Considero essa letra uma das mais poéticas e líricas do álbum. Ela é inspirada no livro “As Brumas de Avalon” de Marion Zimmer Bradley, e também traz referências de alguns versos de um antigo cântico celta. A harmonia e as melodias básicas tinham de ser trabalhadas de forma que a parte musical embalasse os sentimentos e emoções dos versos poéticos, sobretudo na interpretação vocal. E queríamos evitar a todo custo que a canção soasse piegas. Um elemento fundamental para sua estética é a inspiração advinda da música celta, ora clara, ora sutil, que aparece nos arranjos. Nesse sentido, o trabalho de pesquisa envolveu sonoridades de instrumentos percussivos e cadências típicas da música celta e as camadas foram construídas sobre essas bases. Ao final, ficamos muito satisfeitos e felizes com o resultado.
- Obrigado pelo tempo concedido a nós do Portal do Inferno.

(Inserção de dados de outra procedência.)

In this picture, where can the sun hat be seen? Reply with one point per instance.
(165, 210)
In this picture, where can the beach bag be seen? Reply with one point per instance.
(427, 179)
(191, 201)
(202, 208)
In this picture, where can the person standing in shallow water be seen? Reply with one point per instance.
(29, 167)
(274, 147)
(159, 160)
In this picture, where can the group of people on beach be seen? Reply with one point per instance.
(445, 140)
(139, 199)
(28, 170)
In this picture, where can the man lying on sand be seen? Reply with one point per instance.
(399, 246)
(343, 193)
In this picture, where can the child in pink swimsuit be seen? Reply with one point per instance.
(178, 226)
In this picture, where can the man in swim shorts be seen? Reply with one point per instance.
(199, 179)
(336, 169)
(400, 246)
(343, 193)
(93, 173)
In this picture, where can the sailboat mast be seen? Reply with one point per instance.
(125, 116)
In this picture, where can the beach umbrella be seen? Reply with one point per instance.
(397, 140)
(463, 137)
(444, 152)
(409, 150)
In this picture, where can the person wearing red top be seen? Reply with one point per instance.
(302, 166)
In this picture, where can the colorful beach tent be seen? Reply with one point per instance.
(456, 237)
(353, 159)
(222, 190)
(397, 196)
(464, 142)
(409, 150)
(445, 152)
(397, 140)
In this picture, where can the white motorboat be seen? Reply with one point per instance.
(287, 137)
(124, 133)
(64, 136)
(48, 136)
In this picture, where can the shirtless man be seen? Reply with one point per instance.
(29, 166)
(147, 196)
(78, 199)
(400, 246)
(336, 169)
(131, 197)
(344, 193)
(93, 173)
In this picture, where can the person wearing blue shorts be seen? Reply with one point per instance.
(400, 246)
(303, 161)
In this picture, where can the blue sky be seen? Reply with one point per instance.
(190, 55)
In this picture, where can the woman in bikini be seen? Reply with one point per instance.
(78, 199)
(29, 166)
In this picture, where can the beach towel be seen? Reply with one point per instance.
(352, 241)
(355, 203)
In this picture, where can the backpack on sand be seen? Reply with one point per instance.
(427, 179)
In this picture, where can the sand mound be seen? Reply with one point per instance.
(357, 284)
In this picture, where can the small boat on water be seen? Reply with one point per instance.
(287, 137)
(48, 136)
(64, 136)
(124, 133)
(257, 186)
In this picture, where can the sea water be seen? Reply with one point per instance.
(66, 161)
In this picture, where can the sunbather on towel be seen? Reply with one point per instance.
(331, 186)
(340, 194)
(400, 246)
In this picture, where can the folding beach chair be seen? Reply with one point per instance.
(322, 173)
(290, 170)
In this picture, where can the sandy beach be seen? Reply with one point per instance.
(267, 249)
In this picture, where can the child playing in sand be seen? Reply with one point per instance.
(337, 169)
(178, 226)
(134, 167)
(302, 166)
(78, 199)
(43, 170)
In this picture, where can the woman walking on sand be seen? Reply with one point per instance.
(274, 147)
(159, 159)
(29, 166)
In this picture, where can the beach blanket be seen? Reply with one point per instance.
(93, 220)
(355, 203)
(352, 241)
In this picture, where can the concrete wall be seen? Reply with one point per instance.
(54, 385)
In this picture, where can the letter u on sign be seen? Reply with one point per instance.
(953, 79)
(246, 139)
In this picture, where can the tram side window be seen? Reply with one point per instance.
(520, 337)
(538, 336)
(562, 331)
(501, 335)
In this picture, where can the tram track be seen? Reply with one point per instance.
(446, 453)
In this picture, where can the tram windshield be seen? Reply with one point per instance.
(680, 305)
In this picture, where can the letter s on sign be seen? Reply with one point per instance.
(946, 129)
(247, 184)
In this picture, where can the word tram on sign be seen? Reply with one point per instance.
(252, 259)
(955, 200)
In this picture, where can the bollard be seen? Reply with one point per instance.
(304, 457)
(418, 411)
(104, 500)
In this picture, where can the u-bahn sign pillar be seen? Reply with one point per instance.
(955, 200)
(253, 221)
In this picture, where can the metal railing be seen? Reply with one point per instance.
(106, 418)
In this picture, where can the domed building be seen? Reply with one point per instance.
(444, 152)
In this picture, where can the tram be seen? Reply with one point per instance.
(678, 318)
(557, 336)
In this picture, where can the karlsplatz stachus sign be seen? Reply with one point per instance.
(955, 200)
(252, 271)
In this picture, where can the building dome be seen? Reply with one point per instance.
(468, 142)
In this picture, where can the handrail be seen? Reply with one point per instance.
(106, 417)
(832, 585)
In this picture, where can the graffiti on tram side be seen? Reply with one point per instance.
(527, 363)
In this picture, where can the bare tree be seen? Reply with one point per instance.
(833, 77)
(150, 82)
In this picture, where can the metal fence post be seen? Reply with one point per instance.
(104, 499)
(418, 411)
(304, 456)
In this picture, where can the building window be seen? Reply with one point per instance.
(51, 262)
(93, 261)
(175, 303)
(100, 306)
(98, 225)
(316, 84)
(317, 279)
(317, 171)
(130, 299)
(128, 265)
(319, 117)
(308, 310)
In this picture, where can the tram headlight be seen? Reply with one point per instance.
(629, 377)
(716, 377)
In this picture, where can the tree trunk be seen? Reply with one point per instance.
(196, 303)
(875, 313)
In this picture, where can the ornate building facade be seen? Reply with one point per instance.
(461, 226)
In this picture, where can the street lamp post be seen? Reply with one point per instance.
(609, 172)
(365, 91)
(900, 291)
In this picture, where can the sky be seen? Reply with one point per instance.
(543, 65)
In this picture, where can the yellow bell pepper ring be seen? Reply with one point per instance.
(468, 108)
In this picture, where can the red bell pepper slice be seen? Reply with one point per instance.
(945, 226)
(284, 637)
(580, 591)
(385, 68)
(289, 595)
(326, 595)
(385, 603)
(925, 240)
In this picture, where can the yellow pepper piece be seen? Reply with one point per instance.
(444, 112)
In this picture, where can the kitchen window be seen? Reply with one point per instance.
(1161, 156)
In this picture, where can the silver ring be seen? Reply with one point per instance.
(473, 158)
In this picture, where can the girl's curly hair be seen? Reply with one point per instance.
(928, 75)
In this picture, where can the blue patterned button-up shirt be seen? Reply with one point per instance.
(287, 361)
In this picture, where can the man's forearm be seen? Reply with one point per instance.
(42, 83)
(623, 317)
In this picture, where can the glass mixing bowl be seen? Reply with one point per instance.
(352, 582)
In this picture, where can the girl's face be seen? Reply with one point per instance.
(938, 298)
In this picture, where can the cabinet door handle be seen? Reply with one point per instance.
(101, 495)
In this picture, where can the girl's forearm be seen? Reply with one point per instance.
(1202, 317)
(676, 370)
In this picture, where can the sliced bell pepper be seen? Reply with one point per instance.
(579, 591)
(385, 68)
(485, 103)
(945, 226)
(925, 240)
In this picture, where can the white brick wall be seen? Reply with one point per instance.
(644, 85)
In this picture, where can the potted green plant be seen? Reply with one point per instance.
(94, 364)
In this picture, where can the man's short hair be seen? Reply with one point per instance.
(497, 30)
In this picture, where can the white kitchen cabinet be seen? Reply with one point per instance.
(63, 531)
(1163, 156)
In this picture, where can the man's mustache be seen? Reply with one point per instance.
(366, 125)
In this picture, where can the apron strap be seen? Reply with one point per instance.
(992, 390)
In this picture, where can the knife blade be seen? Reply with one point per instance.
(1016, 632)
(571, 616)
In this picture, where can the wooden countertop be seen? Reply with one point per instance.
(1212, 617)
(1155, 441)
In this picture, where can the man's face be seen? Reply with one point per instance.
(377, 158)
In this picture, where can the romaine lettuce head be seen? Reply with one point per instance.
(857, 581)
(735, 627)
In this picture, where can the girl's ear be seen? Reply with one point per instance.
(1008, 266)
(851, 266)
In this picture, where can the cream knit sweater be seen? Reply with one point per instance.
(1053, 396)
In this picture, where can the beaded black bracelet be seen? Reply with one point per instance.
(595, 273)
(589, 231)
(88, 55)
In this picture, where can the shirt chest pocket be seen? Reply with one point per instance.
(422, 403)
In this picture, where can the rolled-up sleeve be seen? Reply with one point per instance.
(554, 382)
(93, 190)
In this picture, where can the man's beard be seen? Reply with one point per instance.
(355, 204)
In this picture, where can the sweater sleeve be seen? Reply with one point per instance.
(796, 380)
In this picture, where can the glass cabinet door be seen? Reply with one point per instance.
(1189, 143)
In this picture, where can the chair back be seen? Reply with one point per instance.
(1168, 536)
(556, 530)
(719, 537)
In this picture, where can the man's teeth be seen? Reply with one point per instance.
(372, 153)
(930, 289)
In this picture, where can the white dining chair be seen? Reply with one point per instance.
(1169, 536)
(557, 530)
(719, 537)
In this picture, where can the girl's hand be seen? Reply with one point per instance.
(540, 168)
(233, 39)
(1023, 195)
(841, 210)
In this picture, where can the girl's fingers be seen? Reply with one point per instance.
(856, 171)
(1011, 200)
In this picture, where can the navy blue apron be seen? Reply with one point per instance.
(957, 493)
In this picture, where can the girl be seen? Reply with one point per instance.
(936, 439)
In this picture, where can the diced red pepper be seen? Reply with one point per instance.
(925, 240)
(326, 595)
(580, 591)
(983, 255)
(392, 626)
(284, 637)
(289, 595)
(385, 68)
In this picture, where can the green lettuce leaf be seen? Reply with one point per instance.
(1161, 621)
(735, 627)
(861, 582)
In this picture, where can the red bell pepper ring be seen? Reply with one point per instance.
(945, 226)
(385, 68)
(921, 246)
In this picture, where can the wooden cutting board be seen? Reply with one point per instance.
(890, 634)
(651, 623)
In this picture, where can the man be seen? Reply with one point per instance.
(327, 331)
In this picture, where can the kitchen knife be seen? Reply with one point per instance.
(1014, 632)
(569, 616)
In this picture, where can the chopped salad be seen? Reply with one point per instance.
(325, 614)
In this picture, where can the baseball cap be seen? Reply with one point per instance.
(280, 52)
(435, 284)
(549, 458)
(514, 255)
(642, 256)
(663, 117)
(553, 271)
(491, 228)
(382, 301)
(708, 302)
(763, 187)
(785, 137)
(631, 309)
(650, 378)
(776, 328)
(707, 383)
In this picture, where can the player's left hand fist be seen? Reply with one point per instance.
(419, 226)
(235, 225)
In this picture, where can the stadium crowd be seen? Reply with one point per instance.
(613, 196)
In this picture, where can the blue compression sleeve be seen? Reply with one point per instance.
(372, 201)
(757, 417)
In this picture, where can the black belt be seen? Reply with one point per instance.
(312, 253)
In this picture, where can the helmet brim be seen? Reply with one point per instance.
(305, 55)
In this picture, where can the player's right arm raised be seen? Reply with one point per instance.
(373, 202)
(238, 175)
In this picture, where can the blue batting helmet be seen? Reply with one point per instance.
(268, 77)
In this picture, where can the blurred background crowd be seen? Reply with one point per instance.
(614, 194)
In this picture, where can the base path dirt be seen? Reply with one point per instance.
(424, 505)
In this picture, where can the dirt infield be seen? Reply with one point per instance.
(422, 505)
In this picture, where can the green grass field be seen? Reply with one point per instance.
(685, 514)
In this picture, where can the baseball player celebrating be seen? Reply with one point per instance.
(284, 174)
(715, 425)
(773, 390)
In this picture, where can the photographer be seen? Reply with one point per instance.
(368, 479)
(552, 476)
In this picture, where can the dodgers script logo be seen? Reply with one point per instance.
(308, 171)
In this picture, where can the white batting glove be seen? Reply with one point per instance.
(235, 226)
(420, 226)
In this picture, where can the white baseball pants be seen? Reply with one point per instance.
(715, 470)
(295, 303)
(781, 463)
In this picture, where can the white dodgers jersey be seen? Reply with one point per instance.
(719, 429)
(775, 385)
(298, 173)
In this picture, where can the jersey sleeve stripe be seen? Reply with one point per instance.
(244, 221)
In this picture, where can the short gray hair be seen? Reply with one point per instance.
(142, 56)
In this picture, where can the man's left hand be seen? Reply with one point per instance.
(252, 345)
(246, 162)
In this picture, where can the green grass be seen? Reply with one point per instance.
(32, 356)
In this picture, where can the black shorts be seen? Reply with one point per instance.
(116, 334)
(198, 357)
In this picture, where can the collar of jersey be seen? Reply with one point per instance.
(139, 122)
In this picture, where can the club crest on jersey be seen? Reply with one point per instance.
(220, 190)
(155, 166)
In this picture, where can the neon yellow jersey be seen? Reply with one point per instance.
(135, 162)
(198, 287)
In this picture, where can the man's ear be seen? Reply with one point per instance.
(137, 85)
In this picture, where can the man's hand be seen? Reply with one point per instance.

Mandem notícias da cena da Bahia, por gentileza…
Nós que agradecemos a oportunidade de estar aqui para contar um pouco sobre nosso trabalho aos leitores. Estaremos sempre à disposição. Na Bahia a cena do rock independente é intensa, mesmo lutando contra as várias dificuldades. Aqui, André G (baixo), Joir Rocha (bateria e percussão), Roger Silva (teclados e backing-vocals) e eu, Artur W (guitarra, violões e voz) seguimos na resistência! Força sempre.